A família segue separada e sem previsão de reencontro. Segundo a mãe, a situação tem causado forte impacto emocional no menino, que tem toda a rotina estruturada no Reino Unido, onde estuda, pratica esportes e recebe atendimento médico.
"Ele ouviu quando disseram que não poderia entrar e ficou perguntando o que ia acontecer. Achou que iam me deixar voltar e que ele ficaria sozinho", relatou.
No aeroporto, Christina tentou regularizar a situação solicitando uma autorização eletrônica de viagem, mas o pedido foi negado. As autoridades informaram que o documento é válido apenas para visitantes, não para residentes — e o endereço informado era justamente no Reino Unido.
Além da incerteza, a família já acumula prejuízo financeiro. Em menos de uma semana, Christina afirma ter gasto cerca de £2 mil (R$ 12 mil) com hospedagem, novas passagens e taxas.
"Tivemos que ficar no quarto mais barato possível, ainda assim custava mais de £157 por noite (R$ 950)", disse.

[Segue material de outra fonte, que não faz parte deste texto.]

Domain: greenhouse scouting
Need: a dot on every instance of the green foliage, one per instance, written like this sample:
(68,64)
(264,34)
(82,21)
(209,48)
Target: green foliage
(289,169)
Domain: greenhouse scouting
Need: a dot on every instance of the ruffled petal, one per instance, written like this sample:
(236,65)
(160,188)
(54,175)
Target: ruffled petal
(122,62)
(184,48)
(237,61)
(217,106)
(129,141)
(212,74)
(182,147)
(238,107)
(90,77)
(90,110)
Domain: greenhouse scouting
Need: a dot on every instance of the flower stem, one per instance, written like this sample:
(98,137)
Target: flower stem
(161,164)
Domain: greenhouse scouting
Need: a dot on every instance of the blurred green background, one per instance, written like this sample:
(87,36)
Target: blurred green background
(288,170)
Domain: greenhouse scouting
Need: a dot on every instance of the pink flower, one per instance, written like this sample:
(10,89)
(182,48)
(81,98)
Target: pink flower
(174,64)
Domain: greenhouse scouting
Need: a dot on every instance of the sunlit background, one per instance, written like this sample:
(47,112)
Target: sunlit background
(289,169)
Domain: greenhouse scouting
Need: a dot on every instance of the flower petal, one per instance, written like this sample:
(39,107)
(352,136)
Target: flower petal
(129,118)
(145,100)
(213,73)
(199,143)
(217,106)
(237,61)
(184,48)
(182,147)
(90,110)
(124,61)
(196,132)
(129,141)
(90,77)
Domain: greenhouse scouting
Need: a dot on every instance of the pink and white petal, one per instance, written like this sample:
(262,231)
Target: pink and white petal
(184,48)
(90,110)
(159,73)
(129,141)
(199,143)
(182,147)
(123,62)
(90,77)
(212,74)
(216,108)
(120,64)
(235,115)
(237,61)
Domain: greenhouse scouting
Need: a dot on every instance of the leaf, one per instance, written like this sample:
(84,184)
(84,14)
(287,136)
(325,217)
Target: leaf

O caso chegou ao conhecimento da deputada britânica Alex Davies-Jones, que afirmou estar prestando apoio à família para tentar resolver a situação o mais rápido possível.
"É uma experiência extremamente angustiante para o menino e para a mãe. Estamos trabalhando para ajudá-los a voltar para casa com segurança", declarou.
A dificuldade enfrentada por David ocorre após mudanças implementadas pelo governo britânico em fevereiro, que passaram a exigir que cidadãos com dupla nacionalidade apresentem passaporte britânico ou um certificado digital que comprove o direito de residência. Antes, era possível entrar no país apenas com o passaporte estrangeiro.
Como esses certificados não são emitidos automaticamente, há casos de pessoas que vivem há anos no Reino Unido, mas nunca solicitaram o documento. O governo orienta que cidadãos nessa situação solicitem um passaporte britânico, que custa cerca de £100 (R$ 630), ou o certificado, que pode chegar a £589 (R$ 3,7 mil).
Em nota, o Ministério do Interior informou que a documentação necessária já foi concedida, abrindo caminho para o retorno de David ao Reino Unido.